Pour Biélinski le bon sens, l’amour du labeur, l’esprit inventif, la fermeté d’âme, l’absence de mysticisme, l’élan généreux, le courage et l’héroïsme dans la lutte contre les ennemis sont les qualités inhérentes du peuple russe, qui lui ont permis de défendre sa terre, sa liberté et son indépendance contre les envahisseurs, de créer son Etat et sa culture nationale. Biélinski a maintes fois souligné que le patriotisme du peuple russe joue un rôle primordial dans le maintien et le renforcement de l’indépendance de la Russie.

Partisan de l’amitié des masses populaires de nationalités différentes, il voulait éveiller la sympathie pour les peuples opprimés de Russie et s’insurgeait contre l’oppression et la violence nationales.

Il comprenait parfaitement la nécessité d’une liaison étroite et de la coopération entre les différents peuples du monde et désirait que la Russie montrât à tous les peuples du monde l’exemple d’une communauté de nations, d’une vie nouvelle et heureuse.

Il a eu des paroles prophétiques sur la grande destinée de la Russie : « Nous envions, a-t-il dit, nos petits-fils et nos arrière-petits-fils auxquels il sera donné, en 1940, de voir la Russie à la tête du monde cultivé, donnant des lois à la science et à l’art, et recevant un hommage d’admiration respectueuse de toute l’humanité éclairée. »

Fondateur de l’esthétique et de la critique démocratiques révolutionnaires, Biélinski a donné une définition matérialiste de l’essence de l’art : celui-ci, d’après lui, reproduit la réalité, répète, recrée pour ainsi dire le monde.

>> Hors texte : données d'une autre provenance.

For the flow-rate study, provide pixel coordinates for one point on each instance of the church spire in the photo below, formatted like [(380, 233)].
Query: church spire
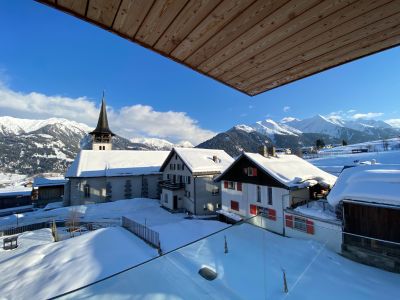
[(102, 123), (102, 135)]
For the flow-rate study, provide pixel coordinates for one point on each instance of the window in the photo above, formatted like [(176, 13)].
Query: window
[(300, 224), (234, 205), (229, 185), (215, 191), (269, 195), (86, 190)]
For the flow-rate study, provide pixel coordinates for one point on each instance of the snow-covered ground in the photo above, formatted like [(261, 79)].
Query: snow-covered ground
[(335, 164), (252, 269), (49, 268)]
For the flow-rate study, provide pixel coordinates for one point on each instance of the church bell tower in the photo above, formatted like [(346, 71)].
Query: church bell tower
[(102, 135)]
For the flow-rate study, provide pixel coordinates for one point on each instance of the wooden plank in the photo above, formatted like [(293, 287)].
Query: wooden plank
[(280, 51), (103, 11), (357, 49), (131, 15), (216, 20), (193, 13), (343, 34), (77, 6), (246, 20), (297, 18), (157, 21)]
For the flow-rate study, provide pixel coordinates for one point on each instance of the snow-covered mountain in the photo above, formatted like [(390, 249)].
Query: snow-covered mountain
[(294, 133), (38, 146)]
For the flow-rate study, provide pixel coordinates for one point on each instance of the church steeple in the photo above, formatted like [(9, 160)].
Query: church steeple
[(102, 135)]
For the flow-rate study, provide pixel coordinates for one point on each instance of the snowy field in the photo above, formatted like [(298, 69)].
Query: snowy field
[(40, 268), (252, 269), (335, 164)]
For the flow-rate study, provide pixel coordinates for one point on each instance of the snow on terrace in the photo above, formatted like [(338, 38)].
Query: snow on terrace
[(370, 183), (252, 269), (52, 269), (201, 160), (291, 170), (90, 163)]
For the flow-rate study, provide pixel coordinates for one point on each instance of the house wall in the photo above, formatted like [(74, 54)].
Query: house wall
[(199, 188), (327, 232), (98, 188)]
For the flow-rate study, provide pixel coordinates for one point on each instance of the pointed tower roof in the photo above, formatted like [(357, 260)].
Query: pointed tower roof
[(102, 123)]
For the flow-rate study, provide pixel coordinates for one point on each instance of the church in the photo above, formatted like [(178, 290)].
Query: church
[(103, 174)]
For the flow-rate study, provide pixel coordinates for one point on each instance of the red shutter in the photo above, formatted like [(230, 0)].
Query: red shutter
[(289, 221), (253, 209), (254, 171), (235, 205), (310, 226), (272, 214)]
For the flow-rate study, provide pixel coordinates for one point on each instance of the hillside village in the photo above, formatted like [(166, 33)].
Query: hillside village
[(280, 208), (181, 197)]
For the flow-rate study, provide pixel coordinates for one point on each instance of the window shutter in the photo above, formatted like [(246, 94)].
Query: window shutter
[(234, 205), (272, 214), (253, 209), (310, 227), (289, 221)]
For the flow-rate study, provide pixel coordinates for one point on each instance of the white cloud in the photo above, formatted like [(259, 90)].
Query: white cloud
[(369, 115), (129, 121), (394, 122)]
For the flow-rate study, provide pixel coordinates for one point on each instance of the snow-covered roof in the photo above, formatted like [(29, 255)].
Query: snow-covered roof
[(370, 183), (92, 163), (48, 181), (16, 191), (291, 170), (200, 160)]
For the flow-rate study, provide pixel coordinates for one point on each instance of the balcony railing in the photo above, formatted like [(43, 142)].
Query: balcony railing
[(168, 184)]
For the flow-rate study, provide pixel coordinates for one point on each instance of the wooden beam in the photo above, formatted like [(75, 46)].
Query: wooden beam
[(161, 15), (215, 21), (258, 11), (341, 35), (353, 16), (193, 13), (131, 15), (290, 18), (374, 43), (103, 11)]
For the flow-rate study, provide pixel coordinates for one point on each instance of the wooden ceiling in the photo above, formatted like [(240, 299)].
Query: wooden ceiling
[(252, 46)]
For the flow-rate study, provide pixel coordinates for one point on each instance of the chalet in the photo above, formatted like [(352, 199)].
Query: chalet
[(272, 186), (369, 196), (188, 179), (103, 174), (48, 190), (15, 200)]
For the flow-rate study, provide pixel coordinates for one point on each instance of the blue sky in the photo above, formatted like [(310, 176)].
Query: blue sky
[(53, 54)]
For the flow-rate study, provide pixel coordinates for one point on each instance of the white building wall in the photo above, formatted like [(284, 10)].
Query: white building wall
[(327, 232)]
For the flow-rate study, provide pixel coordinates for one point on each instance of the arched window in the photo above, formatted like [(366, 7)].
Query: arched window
[(86, 190)]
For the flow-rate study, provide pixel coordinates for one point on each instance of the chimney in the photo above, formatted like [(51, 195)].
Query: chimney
[(272, 151), (263, 151)]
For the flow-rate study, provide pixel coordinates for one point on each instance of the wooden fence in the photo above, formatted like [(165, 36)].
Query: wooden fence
[(148, 235)]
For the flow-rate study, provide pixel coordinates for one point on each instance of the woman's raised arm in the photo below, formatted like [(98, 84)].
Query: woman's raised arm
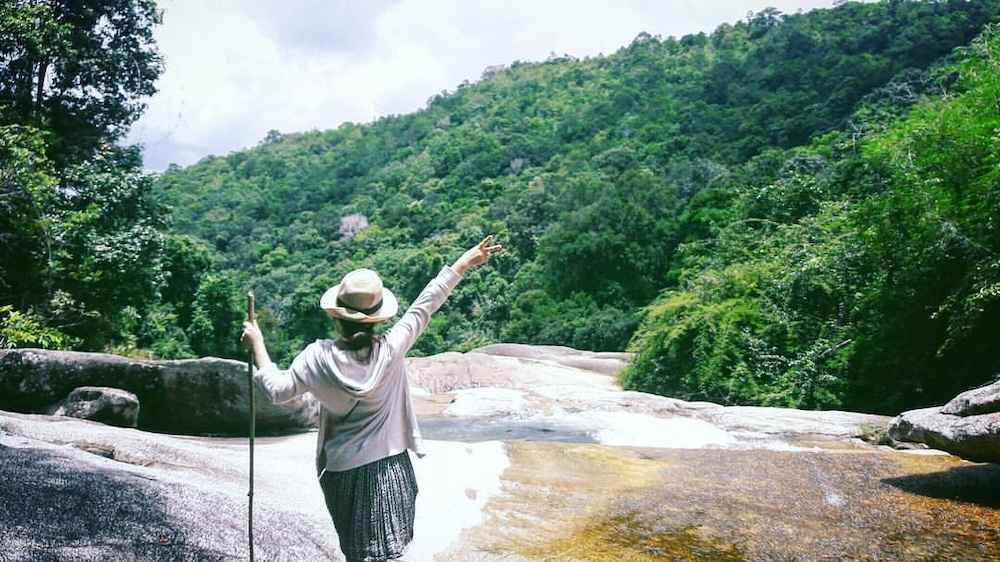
[(404, 334)]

C’est à Biélinski que l’on doit les principes théoriques du réalisme artistique. Il défendait le rôle social de l’art et condamnait l’art contemplatif. L’art authentique est pour lui un art riche d’idées qui trace aux hommes le vrai chemin de la vie et lutte contre l’oppression sociale.

L’art véritable ne se détourne pas du peuple, il vit avec lui, l’exalte dans la lutte contre les oppresseurs, appelle le peuple à aller de l’avant. « L’esprit populaire est l’alpha et l’oméga de l’esthétique de notre temps… », écrivait Biélinski. « Depuis Biélinski les meilleurs représentants de l’intelligentsia révolutionnaire démocratique de Russie ont répudié ce qu’on appelle « l’art pur », « l’art pour l’art » ; ils se sont faits les champions d’un art pour le peuple, d’un art ayant une haute portée idéologique et sociale » (Jdanov).

Ses œuvres de critique littéraire étaient d’une valeur inestimable pour l’épanouissement de la littérature russe. Elles ont gardé toute leur fraîcheur et leur actualité à notre époque.

L’art soviétique bénéficie de tout l’apport précieux de Biélinski dans le domaine de l’esthétique et de la critique littéraire, il apprend auprès de lui l’intransigeance envers tout ce qui est arriéré, il fait siennes ses idées sur la haute mission de l’art d’avant-garde au service du peuple, de la Patrie.

Principaux ouvrages : « Rêveries littéraires » (1834), « Œuvres d’Alexandre Pouchkine » (1843-1846), « Coup d’œil sur la littérature russe en 1846 » (1847), « Coup d’œil sur la littérature russe en 1847 » (1848), « Lettre à N. Gogol, 3 juillet 1847 » et autres. En français, voir Textes philosophiques choisis en un volume, Editions en langues étrangères, M. 1951.